Scott Westerfeld. Uglies. New York: Simon Pulse/Simon & Schuster, 2005.   ISBN 0-689-86538-4  US$7.99

 

Laurel Petrulionis, Reviewer

 

Uglies by Scott Westerfeld, is the first of a trilogy in a futuristic sci-fi setting. Meet Tally Youngblood, an almost sixteen year old “ugly” in a world where you become “pretty” on your 16th birthday. Tally counts the days until she will cross the river from Uglyville into New Pretty Town, a place with non-stop partying in a world where being pretty is everything. Tally doesn’t understand her new friend, Shay’s, reluctance to become pretty. Once when Shay runs away from Uglyville, leaving nothing but cryptic directions to a town full of rebel uglies, Tally sees a new side of her world, a side that she isn’t quite sure she likes. This novel will appeal to teenage girls of this era, where—for some of them—being supermodel gorgeous is also everything. Others will sympathize with Tally and her longings become ours when we read before and after descriptions of uglies turned pretty, and the wild parties that only the new pretties can enjoy.

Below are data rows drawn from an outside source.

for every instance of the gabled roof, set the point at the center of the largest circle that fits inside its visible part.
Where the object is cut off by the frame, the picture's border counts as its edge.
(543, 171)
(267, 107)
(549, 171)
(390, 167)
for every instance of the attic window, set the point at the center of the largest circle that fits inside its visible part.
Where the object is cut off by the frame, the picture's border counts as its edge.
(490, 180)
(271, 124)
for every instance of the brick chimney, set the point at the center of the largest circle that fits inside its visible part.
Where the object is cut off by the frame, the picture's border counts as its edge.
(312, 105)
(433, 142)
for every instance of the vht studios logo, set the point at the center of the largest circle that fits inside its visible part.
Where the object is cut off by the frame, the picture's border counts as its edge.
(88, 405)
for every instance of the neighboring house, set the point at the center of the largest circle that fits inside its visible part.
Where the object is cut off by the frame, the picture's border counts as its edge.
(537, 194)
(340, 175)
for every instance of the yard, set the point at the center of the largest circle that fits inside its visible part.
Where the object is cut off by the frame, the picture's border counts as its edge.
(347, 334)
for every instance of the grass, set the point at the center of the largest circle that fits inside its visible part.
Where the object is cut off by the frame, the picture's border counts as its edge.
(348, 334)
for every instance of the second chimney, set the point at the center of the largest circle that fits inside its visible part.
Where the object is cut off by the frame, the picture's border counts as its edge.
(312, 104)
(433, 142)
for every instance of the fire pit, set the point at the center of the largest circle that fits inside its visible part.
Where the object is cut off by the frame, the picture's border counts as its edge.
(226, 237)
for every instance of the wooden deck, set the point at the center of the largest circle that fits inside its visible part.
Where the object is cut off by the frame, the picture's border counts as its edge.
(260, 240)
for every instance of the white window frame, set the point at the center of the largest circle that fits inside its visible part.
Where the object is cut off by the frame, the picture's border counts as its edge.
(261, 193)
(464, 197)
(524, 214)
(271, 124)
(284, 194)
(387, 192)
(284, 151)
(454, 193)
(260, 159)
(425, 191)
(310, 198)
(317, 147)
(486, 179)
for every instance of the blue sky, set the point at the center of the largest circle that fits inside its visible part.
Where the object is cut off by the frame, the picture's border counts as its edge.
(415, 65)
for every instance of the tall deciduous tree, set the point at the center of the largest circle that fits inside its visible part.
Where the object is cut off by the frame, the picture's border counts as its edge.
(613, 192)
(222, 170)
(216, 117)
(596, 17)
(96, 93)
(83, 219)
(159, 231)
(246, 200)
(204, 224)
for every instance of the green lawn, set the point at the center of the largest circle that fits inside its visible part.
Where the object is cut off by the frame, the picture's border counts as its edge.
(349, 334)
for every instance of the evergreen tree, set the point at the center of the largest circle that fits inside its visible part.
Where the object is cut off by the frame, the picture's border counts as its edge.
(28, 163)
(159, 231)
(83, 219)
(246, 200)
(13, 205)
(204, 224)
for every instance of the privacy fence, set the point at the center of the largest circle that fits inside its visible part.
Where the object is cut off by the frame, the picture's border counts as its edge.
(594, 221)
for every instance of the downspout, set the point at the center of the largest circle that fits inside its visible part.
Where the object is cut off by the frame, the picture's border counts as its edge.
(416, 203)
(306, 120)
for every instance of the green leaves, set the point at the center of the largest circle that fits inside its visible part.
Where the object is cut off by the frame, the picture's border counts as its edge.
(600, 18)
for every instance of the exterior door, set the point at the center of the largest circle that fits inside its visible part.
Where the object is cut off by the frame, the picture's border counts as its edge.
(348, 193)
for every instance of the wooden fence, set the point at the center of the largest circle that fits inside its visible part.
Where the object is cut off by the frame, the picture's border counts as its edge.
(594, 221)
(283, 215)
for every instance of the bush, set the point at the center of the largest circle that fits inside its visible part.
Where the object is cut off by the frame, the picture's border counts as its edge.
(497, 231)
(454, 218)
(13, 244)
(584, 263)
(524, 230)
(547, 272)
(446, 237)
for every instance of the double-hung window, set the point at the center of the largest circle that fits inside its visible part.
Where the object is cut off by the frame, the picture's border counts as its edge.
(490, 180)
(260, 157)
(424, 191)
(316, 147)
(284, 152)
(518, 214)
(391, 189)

But before the end of this book, we aren’t quite so sure if even our world is what it seems. Westerfeld has portrayed the thoughts and feelings of a teenage girl so credibly that it is hard to know where Tally’s world ends and ours begins. This fast-paced read, full of hoverboards, ring sized mega-computers, and calorie purgers, hints subtly at what could happen to us if our world became the fabled “rusties” who existed pre-“pretties,” and the influence of our world on teenage girls at the present. Scott Westerfeld has wrought a believable future for our world in a fast-paced sci-fi novel. Once it grabs your attention, it will never give way, until well after the last page.